One of these initiatives, the Care Formation Trail itself, was presented at the national meeting and approved for publication, though it did not receive a separate award. The national recognition, however, affirmed something larger: that the work of understanding and responding to violence in healthcare settings matters, that equity is not a luxury but a necessity, and that the institutions involved—a federal institute, a regional university, a public health school, and a municipal health department working together—had modeled a way of doing research that leads to action.

The award signals a shift in how Brazil's health system is being asked to reckon with the conditions of those who sustain it. It is a small but significant acknowledgment that the women and students doing this work deserve more than exhaustion and silence.

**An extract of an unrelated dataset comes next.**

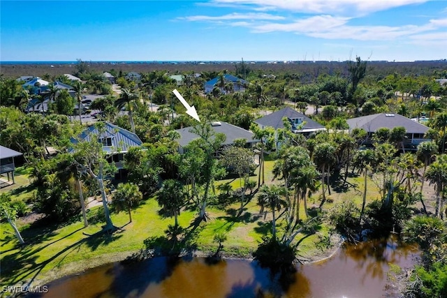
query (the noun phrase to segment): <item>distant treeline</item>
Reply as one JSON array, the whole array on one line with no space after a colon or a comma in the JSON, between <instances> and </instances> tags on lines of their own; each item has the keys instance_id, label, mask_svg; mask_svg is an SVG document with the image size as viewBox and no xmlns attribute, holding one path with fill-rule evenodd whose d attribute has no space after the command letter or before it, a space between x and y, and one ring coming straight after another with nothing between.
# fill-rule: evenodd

The research documented frequent reports of moral and sexual harassment, emotional illness from overwork, and structural difficulties faced by SUS workers
— Study findings
Students reported experiencing violence in academic spaces, absence of psychological support, and gender inequality in healthcare training environments
— Research on healthcare students
A Conversa do Hearth Outra perspectiva sobre a história
Inventor

What made this research different from other studies on healthcare worker burnout?

Model

It wasn't just asking people how stressed they were. It looked at specific forms of violence—moral harassment, sexual harassment—and it paid attention to how gender, race, and other identities shaped what people experienced. It was intersectional.

Inventor

And the students—why were they part of this?

Model

Because the violence doesn't start when you get hired. It starts in school. If you're training to be a healthcare worker in an environment full of machismo and no support, you're already being shaped by the system you're about to enter.

Inventor

So the research was the first step. What came after?

Model

They built interventions. Workshops on non-violent communication, on recognizing and resisting violence. Not just awareness-raising—actual skill-building for people who were living through this.

Inventor

Did the award change anything on the ground?

Model

The award gave visibility and legitimacy to work that was already happening. It says to other institutions: this matters, this is worth doing, this is how you do research that leads somewhere.

Inventor

What's the risk of stopping here?

Model

That the workshops become a band-aid. Real change means the health system itself has to change—how it staffs, how it supports people, how it holds itself accountable for the violence happening inside it.